"That's just not me," Gonzalez said. "I'm rushing the process when I go out there."
Former Braves teammate and current Rays closer Rafael Soriano told Gonzalez following Tuesday's blown save to slow it down, a tempo that hasn't work either.
"I need to go out there and be me," said Gonzalez, who has no excuses but admits that the pressures of being in the American League East and living up to his contract -- a two-year $12-million dollar deal -- has caused him to try to do too much when he takes the hill.
Gonzalez's skittish performance so far -- two blown saves and a 18.00 ERA in three outings -- has also caused him to pick up some mechanical flaws in his delivery. Pitching coach Rick Kranitz and manager Dave Trembley compared video of Gonzalez last year to what they're seeing now, and noticed a few differences pertaining to his arm angle and how he falls off the mound.
"I'm not feeling it when I'm throwing -- I just want to go in there and shoot it, you know?" Gonzalez. "Obviously, I didn't understand it, until I saw it myself [on tape.]"
Kranitz talked to Gonzalez on Saturday afternoon, and the pair will continue to work on cleaning up the lefty's unique delivery in their next few sessions. Gonzalez won't pitch in Saturday's game, and Trembley declined to say when he would next take the hill. It could be in a non-save situation.
"These guys that are closers -- the focus and attention is on them and rightfully so ... but I would caution everyone to start writing the epitaph of Gonzalez so soon," Trembley said, referring to the loud boos Gonzalez received in front of Saturday's sold-out crowd. "The guy has pitched and been good at it, and has wanted the ball."

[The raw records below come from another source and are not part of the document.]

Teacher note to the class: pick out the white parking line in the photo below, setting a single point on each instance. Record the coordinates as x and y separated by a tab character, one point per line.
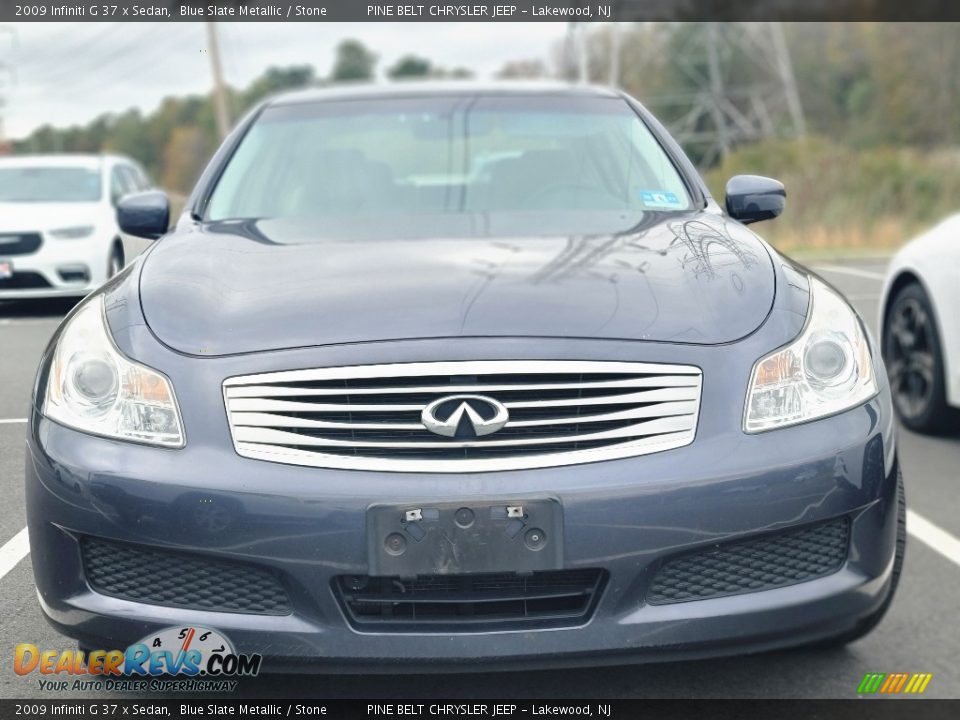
934	537
13	551
856	272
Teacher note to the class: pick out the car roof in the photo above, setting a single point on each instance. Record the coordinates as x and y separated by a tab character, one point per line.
351	91
91	162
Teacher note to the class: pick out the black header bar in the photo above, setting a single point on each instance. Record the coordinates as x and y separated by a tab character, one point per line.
473	10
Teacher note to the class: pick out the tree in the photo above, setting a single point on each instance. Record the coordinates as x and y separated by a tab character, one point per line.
353	62
277	80
184	157
410	66
532	69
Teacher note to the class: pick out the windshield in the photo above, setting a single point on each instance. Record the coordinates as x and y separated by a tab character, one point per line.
49	184
521	165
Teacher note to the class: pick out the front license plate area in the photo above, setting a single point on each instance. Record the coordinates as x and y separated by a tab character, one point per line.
466	537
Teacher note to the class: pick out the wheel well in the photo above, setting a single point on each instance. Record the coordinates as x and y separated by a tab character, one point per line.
902	280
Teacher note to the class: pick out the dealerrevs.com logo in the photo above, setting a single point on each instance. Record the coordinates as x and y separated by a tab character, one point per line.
178	659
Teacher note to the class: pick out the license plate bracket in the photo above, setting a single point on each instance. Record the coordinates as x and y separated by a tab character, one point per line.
451	538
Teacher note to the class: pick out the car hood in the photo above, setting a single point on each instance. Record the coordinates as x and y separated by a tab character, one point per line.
244	287
36	217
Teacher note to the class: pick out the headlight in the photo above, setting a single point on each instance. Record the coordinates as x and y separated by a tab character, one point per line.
92	387
74	233
824	371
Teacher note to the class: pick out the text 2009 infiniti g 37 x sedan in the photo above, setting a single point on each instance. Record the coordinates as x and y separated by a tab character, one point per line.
438	374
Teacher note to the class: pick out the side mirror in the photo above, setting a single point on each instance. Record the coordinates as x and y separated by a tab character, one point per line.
145	214
752	198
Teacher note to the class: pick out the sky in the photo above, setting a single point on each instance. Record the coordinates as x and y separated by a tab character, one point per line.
69	73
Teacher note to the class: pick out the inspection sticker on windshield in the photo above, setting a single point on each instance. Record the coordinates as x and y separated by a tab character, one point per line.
660	199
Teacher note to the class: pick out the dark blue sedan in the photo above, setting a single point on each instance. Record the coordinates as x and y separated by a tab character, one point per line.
437	375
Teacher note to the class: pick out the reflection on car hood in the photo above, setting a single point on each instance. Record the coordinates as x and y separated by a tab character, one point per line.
246	287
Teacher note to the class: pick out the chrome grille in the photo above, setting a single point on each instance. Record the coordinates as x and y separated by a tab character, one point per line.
368	417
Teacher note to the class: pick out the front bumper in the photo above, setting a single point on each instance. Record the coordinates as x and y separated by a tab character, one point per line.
623	516
60	268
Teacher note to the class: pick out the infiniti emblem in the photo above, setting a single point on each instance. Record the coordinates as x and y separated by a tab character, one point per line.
464	416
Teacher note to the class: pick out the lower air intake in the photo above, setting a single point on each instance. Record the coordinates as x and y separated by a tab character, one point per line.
174	579
470	602
761	563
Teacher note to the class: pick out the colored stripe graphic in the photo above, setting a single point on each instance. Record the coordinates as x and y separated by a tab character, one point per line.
870	683
894	683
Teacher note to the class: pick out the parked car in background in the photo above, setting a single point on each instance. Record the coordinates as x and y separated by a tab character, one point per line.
920	326
58	227
436	375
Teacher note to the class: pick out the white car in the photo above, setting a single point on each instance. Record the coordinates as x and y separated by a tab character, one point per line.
58	226
920	327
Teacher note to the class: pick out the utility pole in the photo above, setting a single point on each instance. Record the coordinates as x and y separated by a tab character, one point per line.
219	87
7	77
615	39
716	89
787	78
576	45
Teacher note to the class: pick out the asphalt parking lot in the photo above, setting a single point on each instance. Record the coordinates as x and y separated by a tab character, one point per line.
919	634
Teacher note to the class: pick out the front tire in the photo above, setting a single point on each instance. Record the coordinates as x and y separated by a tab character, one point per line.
914	360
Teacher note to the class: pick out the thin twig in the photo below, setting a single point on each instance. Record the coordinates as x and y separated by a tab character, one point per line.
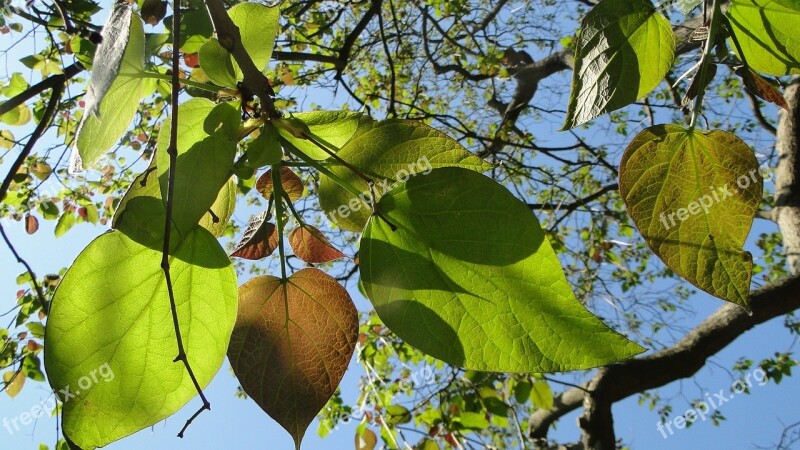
38	88
172	151
49	113
255	82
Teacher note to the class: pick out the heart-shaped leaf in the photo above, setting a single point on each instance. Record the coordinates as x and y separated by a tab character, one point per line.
693	196
389	152
310	245
258	27
206	148
291	183
468	277
110	343
624	49
767	33
292	343
260	239
331	128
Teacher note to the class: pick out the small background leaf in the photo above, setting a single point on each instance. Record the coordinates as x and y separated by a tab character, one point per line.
109	111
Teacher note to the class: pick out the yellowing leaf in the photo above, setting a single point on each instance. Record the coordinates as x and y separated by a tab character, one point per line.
260	239
292	343
693	196
310	245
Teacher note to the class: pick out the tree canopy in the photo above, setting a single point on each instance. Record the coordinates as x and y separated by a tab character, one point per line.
531	196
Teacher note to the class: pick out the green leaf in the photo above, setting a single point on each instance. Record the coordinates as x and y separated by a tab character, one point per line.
222	209
334	128
542	395
292	343
217	63
522	391
767	32
469	278
258	27
206	148
693	196
65	223
472	421
397	415
265	149
110	338
16	85
624	49
388	153
114	91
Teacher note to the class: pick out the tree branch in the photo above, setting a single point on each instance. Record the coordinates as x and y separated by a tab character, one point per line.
38	88
682	360
255	82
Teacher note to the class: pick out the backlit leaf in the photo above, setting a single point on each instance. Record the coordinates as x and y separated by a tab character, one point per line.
693	196
206	148
760	87
291	183
258	27
110	323
767	32
292	343
469	278
14	381
260	239
623	51
388	153
115	88
310	245
333	128
542	395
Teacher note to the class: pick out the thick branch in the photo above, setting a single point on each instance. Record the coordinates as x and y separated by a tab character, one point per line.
682	360
787	185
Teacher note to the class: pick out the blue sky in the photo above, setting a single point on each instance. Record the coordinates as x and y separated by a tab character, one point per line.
753	419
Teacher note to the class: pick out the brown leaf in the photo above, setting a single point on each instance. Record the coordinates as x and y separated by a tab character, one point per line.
14	382
760	87
259	241
31	224
366	440
310	245
291	344
291	183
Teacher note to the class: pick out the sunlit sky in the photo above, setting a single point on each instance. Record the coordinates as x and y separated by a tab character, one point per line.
752	420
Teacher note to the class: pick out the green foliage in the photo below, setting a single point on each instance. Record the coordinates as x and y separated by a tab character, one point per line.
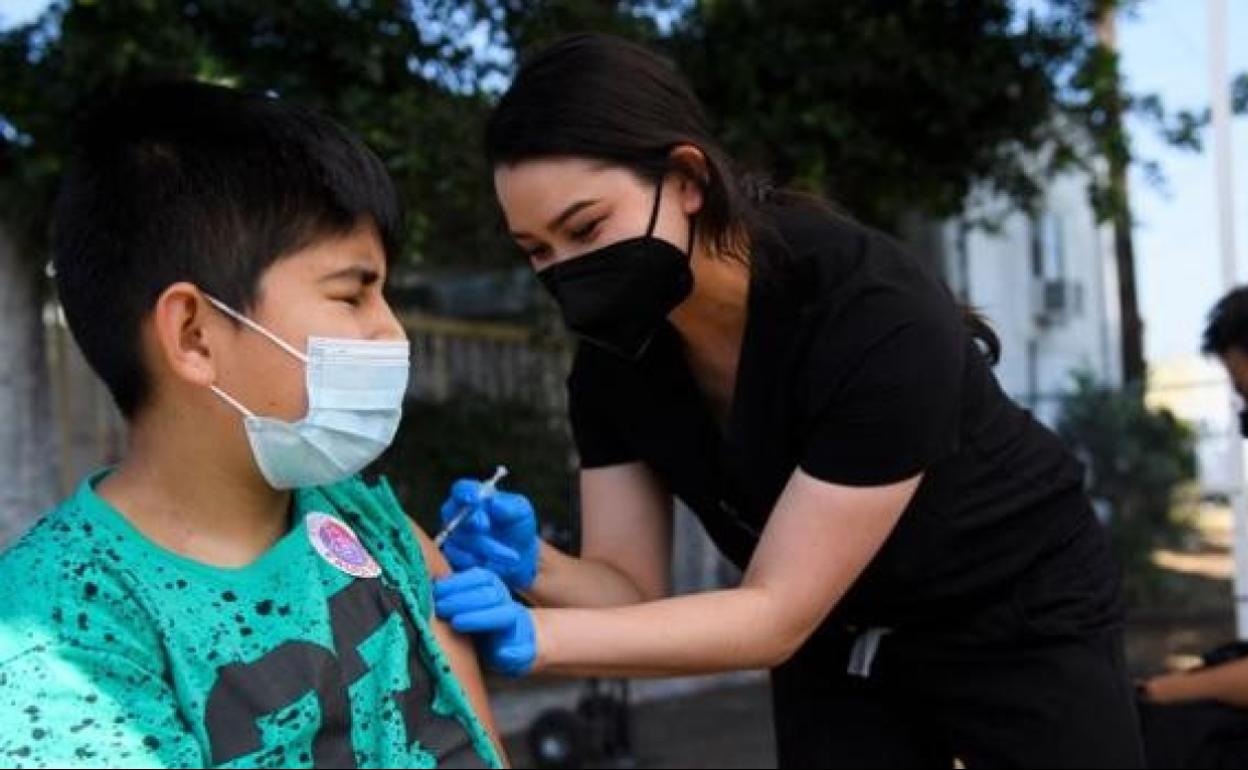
467	437
1137	459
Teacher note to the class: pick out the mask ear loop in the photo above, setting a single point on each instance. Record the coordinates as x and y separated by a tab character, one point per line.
654	220
243	320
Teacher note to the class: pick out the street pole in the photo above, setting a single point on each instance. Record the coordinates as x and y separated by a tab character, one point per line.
1223	170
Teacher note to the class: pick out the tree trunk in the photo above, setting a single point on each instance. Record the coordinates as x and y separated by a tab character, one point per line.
1135	368
28	444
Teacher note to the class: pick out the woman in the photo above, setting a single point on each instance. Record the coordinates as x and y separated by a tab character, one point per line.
924	574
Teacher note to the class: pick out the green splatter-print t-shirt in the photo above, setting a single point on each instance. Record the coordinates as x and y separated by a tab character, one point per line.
115	652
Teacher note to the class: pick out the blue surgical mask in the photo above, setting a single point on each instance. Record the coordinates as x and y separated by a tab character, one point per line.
355	391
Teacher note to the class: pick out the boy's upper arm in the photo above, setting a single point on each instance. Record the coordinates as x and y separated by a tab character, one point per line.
76	706
459	650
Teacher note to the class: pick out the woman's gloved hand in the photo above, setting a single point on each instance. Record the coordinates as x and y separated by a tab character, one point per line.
477	602
501	534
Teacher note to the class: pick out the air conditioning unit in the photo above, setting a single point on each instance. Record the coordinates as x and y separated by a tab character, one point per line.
1057	301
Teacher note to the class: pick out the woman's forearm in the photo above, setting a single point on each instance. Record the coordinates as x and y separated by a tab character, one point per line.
565	580
734	629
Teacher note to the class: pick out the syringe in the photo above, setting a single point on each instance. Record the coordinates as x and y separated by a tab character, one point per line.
487	491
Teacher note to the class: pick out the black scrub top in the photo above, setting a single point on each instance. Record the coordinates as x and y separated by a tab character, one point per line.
858	368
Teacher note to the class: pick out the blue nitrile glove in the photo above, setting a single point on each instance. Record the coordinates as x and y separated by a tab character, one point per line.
501	536
477	602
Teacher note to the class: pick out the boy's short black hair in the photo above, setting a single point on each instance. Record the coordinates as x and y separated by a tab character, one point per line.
1228	325
189	181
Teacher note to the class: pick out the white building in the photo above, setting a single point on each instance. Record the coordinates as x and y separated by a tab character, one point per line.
1047	283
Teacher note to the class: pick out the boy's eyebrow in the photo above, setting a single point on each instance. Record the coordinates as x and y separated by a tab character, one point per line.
367	276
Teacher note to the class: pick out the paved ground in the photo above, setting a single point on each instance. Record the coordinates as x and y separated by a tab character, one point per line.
723	728
730	726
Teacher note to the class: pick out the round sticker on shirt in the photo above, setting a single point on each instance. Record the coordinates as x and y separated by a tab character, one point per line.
338	545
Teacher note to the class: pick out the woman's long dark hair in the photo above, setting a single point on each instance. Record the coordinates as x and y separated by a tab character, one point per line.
604	97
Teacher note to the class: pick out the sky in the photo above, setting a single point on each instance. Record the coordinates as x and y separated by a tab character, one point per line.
1165	50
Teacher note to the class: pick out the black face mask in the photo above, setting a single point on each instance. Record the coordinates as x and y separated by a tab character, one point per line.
619	296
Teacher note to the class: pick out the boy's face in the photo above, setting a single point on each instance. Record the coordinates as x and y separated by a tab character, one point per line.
331	288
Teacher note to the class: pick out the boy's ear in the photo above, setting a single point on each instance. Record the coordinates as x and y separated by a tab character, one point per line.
182	326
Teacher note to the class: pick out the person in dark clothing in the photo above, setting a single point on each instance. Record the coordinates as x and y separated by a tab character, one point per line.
922	572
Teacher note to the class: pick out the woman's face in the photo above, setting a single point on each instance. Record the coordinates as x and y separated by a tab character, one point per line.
560	209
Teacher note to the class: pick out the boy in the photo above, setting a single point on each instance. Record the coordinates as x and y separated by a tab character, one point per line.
231	593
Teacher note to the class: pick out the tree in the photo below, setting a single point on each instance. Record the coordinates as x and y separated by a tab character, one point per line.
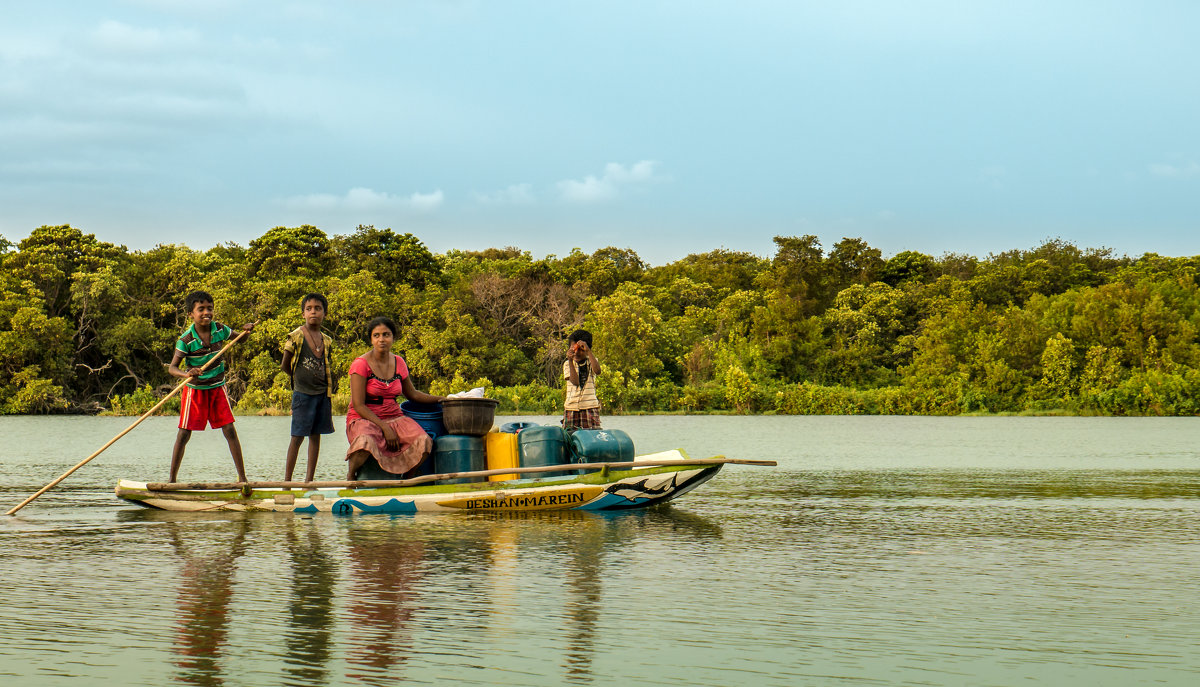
394	258
625	329
304	251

"He knows he hasn't lived up to what everybody thought, but he's got a long time to catch up and make up for it. I certainly hope people will be patient and give him another chance."
Gonzalez made a career-high 80 appearances for Atlanta last year, and allowed just four earned runs in 32 1/3 innings after the All-Star break. While he was used in a myriad of situations for the Braves, Gonzalez was brought to Baltimore solely to close games -- something he hasn't done exclusively since 2006. He collected 24 saves that year with the Pirates, and last season saved 10 games in 17 opportunities for the Braves.